にやりと笑って言う男は、確かに本当に楽しそうに見えた。いや、本当に楽しんでいるようだった。


「さぁ、最後のチャンスだぞ。お前の持ってる情報を全部吐け。手始めに、アイツらとお前の関係について話せ。十秒以内だぞ」


「……今止めてくれるなら、僕も許すよ」


 笑身を浮かべながら、男は僕の後ろに回り込み、若干錆びが付いたペンチを椅子の後ろに括り付けられた手に触れさせた。どうやら、改めるつもりは無いらしい。


「十……九…………八…………」


「時間切れだ」


 ペンチに籠る力が僅かに強くなったのを感じて、僕はそう返した。腕を縛っていた鎖が外れて地面に落ち、椅子に括り付けられていた足の拘束も外れる。


「ッ、何が……」


「そうだ、先にやらないとね」


 僕はこの部屋に存在するカメラ等の監視用の設備の全てを破壊した。ガラスの割れるような破砕音が部屋の中に響き渡り、自由になった僕は男の方に振り返る。


「特に個人的に恨みがある訳じゃないけど」


「ッ!」


 男はペンチをこちらに投げつけて、そのまま即座に手の平を僕の方に向ける。
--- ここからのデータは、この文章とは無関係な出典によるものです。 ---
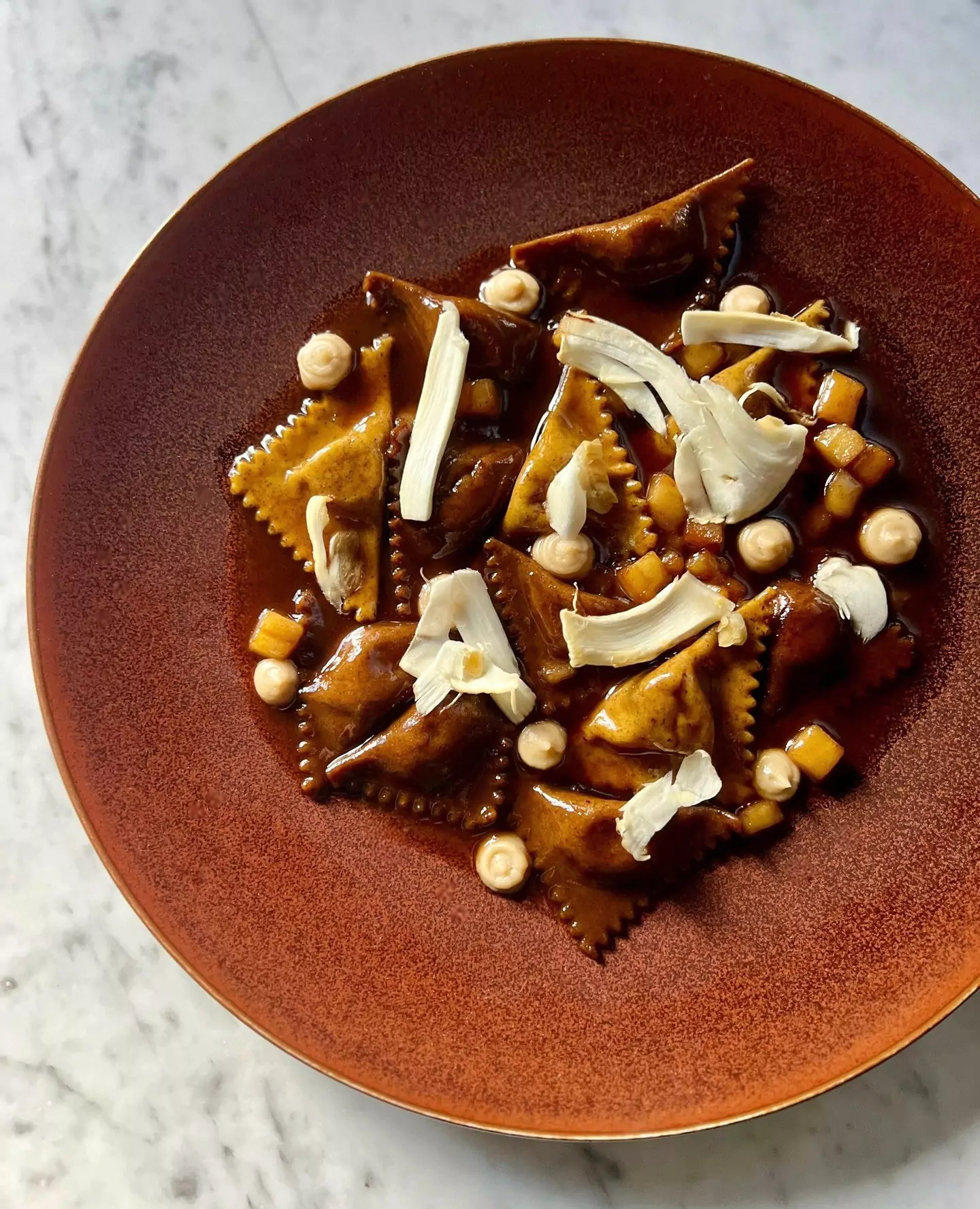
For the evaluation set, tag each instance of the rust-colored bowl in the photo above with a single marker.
(331, 930)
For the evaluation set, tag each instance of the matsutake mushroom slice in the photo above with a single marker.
(501, 345)
(359, 684)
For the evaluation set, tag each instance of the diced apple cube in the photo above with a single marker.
(703, 537)
(838, 398)
(841, 495)
(642, 578)
(759, 816)
(840, 444)
(815, 752)
(872, 465)
(666, 504)
(275, 635)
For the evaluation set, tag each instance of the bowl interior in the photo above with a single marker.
(361, 947)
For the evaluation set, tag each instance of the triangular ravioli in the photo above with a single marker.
(594, 885)
(704, 697)
(530, 600)
(690, 231)
(426, 763)
(580, 414)
(357, 686)
(333, 448)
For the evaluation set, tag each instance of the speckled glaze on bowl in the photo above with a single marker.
(348, 942)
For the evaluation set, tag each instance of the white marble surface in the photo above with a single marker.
(121, 1082)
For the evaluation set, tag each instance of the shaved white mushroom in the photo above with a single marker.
(502, 862)
(857, 591)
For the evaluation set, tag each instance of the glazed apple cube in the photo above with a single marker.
(703, 537)
(838, 398)
(815, 752)
(480, 401)
(872, 465)
(666, 504)
(673, 561)
(841, 495)
(275, 635)
(642, 578)
(840, 444)
(759, 816)
(707, 566)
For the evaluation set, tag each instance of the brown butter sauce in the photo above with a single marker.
(263, 574)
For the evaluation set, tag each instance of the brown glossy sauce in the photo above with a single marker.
(263, 574)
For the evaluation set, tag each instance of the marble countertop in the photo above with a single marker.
(121, 1082)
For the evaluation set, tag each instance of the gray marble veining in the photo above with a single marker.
(121, 1082)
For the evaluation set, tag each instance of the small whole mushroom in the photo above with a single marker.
(889, 537)
(275, 681)
(541, 745)
(325, 361)
(747, 298)
(765, 546)
(512, 291)
(502, 862)
(776, 776)
(568, 558)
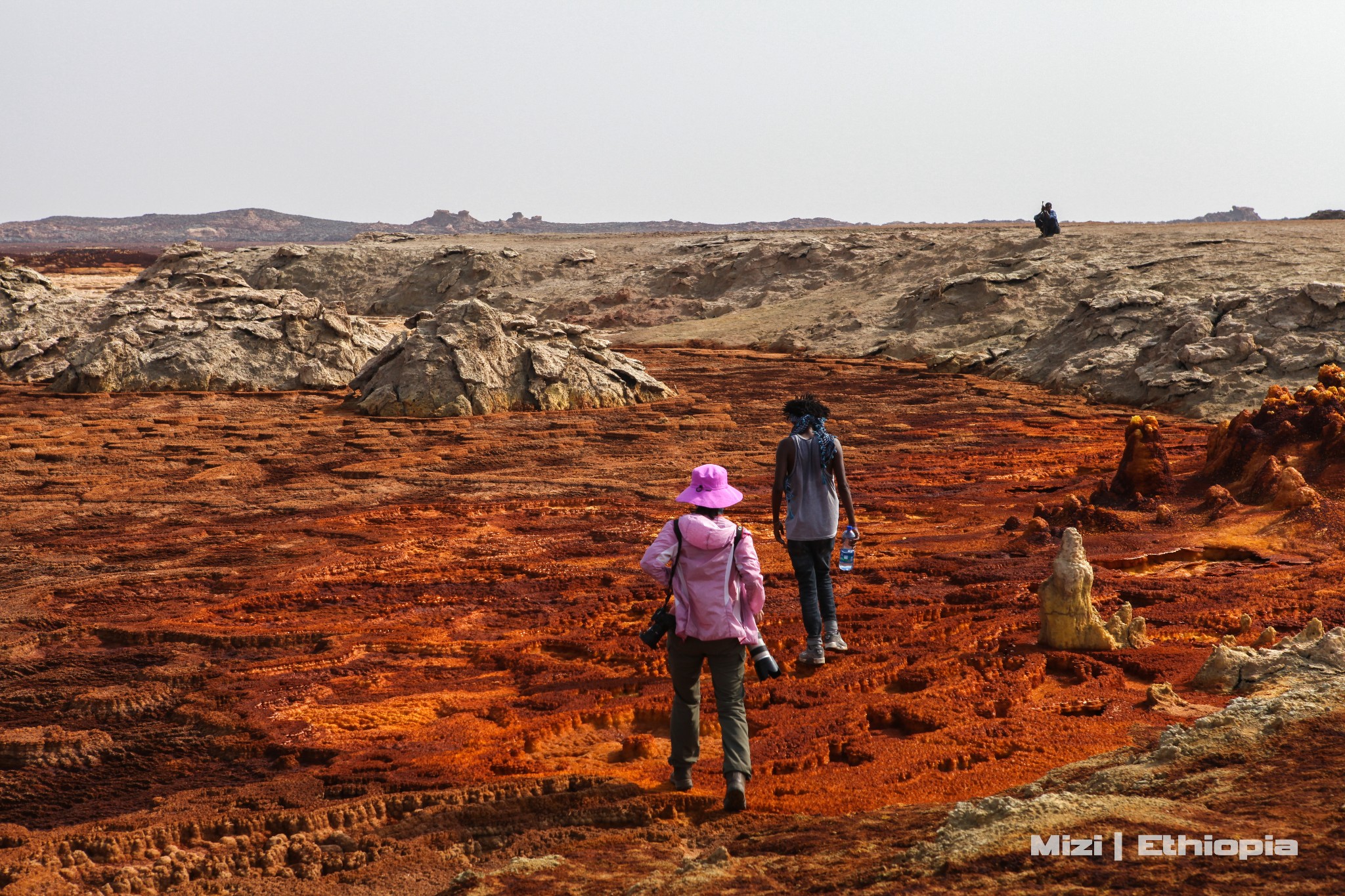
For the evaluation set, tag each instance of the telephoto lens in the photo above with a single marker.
(659, 625)
(764, 662)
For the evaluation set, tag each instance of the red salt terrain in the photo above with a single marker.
(260, 644)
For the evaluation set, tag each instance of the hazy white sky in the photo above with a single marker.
(654, 109)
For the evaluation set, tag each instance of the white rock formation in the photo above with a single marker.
(1231, 667)
(219, 339)
(468, 359)
(1069, 618)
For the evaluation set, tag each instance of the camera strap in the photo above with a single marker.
(667, 589)
(677, 531)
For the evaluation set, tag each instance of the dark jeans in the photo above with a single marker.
(726, 658)
(813, 568)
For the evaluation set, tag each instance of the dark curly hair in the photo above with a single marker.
(806, 405)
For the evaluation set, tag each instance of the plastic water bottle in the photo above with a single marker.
(848, 548)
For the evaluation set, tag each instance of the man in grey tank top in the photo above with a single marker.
(810, 477)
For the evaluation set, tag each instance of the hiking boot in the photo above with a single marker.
(814, 656)
(735, 792)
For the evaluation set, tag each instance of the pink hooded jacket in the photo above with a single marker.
(716, 597)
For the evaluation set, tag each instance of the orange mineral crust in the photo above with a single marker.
(221, 602)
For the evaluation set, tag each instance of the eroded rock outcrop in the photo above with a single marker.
(1069, 618)
(38, 323)
(219, 339)
(51, 746)
(466, 359)
(1310, 653)
(1143, 471)
(1264, 454)
(1204, 355)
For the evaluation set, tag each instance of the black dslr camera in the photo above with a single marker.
(764, 662)
(661, 624)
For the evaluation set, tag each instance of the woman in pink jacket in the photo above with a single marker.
(717, 602)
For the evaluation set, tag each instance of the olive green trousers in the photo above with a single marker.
(726, 658)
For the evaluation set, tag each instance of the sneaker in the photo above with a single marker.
(814, 656)
(735, 792)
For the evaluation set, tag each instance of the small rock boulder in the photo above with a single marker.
(470, 359)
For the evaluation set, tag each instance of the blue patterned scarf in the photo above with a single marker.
(826, 445)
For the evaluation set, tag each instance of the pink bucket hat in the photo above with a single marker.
(711, 488)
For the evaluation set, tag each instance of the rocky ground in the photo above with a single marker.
(264, 644)
(1193, 319)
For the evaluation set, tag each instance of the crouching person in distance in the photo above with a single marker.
(718, 594)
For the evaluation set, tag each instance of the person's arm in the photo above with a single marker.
(657, 558)
(783, 467)
(844, 489)
(749, 574)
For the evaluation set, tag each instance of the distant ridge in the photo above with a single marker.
(246, 226)
(1239, 213)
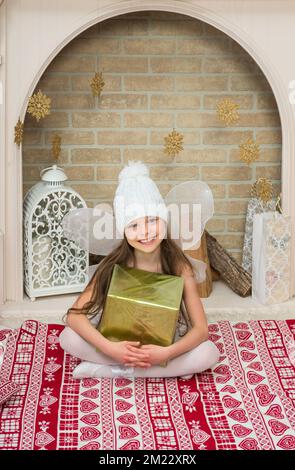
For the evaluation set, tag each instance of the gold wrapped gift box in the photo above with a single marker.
(141, 306)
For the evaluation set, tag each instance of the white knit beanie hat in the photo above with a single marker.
(137, 196)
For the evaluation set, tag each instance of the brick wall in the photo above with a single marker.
(160, 71)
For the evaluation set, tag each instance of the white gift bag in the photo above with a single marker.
(271, 258)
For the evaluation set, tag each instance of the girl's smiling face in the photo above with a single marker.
(146, 233)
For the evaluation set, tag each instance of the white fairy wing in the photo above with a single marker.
(190, 205)
(92, 229)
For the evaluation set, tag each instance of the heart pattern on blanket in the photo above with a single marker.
(244, 403)
(88, 433)
(125, 392)
(126, 432)
(131, 445)
(122, 405)
(277, 427)
(92, 419)
(87, 405)
(230, 402)
(241, 431)
(254, 378)
(127, 418)
(275, 411)
(238, 415)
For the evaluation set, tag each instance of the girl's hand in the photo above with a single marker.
(155, 354)
(127, 353)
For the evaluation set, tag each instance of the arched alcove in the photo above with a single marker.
(12, 245)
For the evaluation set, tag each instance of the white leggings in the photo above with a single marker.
(201, 358)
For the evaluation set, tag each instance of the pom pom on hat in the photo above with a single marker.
(137, 196)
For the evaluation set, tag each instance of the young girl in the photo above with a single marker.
(146, 244)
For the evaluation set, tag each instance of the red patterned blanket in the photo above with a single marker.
(246, 402)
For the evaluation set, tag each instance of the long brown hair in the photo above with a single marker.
(172, 259)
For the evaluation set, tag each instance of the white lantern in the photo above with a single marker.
(53, 264)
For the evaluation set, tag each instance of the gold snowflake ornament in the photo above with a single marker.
(18, 132)
(173, 143)
(249, 151)
(39, 105)
(262, 189)
(227, 111)
(97, 84)
(56, 148)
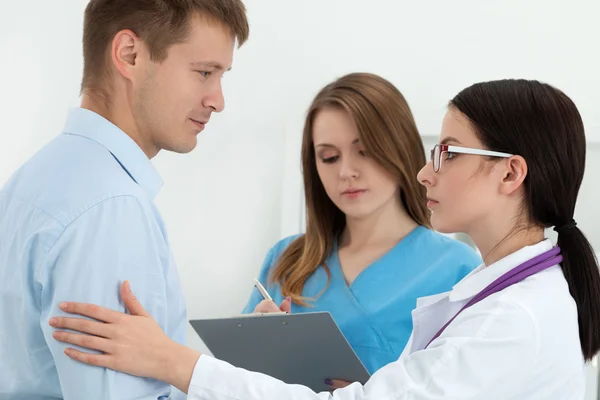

ペンチは僕に触れるより先に何かの力によって弾かれ、壁にぶつかって地面に落ちた。


「だけど、捕まったのが僕じゃなくて仲間だったり、それにもしかしたら家族だったらなんて考えたら、さ……」


 妹が一人であの事務所を訪ねる可能性も、無い訳ではない。その帰りに捕まって、こんな拷問紛いの……いや、拷問をされるって考えたら、どうしてもただ許すことは出来なかった。


「『水撃叉(アクアピアース)』」


 男の手の平から、DNAのような二股で先端が槍のように尖った水流が猛速で迫り、僕の体に触れようとするが……触れる瞬間に、それは弾け飛んだ。


「ッ、何だお前は……ッ!?」


「だから、こうすることにしたよ」


 僕が手の平を向けると、男の体が壁際まで吹き飛んだ。そのまま、抑え付けられたように男は壁際に四肢を広げたまま動けないで居る。


「何をしたッ!? 何で動けないッ!? 魔力は感じないッ、魔術じゃないなら、どうやって……」


「じゃあ、ね」


 男の姿が、そこから跡形も無く忽然と消え去った。勿論、消してしまった訳でも無いし、殺した訳でも無い。ただ、どこか遠くに飛ばしただけだ。


「真っ新になってやり直すんだ」


 今日から、彼は悪行に走る度に凄まじい苦痛に襲われるようになるだろう。そして、自分の犯した罪の分だけ善行を積もうとしなければ毎夜痒みに襲われるだろう。自死することも、許されない。同時に、僕以外の誰からの記憶からも消え去った彼は、誰かに追われることは無い。再び、同じ道に連れ戻されるようなことも、新たな道を閉ざされることも無いだろう。


「なんで僕が、こんなに悩まなきゃいけないんだか……ね」


 悪者なんて、一撃で吹っ飛ばして終わりで居られたら良いのに。どんな解決でも出来る僕は、丁寧過ぎるようなやり方を選択肢に入れずには居られない。力に伴う責任を、僕はどうしても無視は出来なかった。